History questions are on topic on Software Engineering, but have proven to be particularly troublesome:
- It's not uncommon for history questions to get closed (and re-opened, and closed, ...)
- It's not uncommon for history questions to not show any (or very little) prior research.
- It's not uncommon for history questions to generate highly speculative answers.
We had a history week in last year's contest. As an example of how troublesome history questions are, even the winning question didn't escape an early closure1. Furthermore, almost every answerer in my request for feedback for the contest identified the tag as particularly troublesome.
At the same time though, the history tag has given us some exceptional questions. A few random examples:
- What software programming languages were used by the Soviet Union's space program?

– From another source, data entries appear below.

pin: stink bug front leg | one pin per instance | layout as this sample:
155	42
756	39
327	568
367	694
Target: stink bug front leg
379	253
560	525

- What were the “core” API packages of Java 1.0?
- Where does the term “Red/Black Tree” come from?
It seems to me that the majority of programming history questions are either exceptional or crap, with very few being somewhere in the middle of the quality spectrum. This makes the whole category a very interesting beast, and one that needs special treatment. My questions are:
- Do history questions offer value to the site?
- How do history questions pass the "practical problem" test?
- What should our general guidelines for them be?
Related past discussions:
- Are programming-related history/trivia questions acceptable on P.SE?
- Is curiosity allowed on programmers.stackexchange.com?
- How can historical questions be on topic?
- Are word origin questions on-topic?
- Content Dispute for “Why do programming languages, especially C, use curly braces and not square ones?”
1 Don't get me wrong, early closures are good, especially when they lead to the question getting improved and re-opened.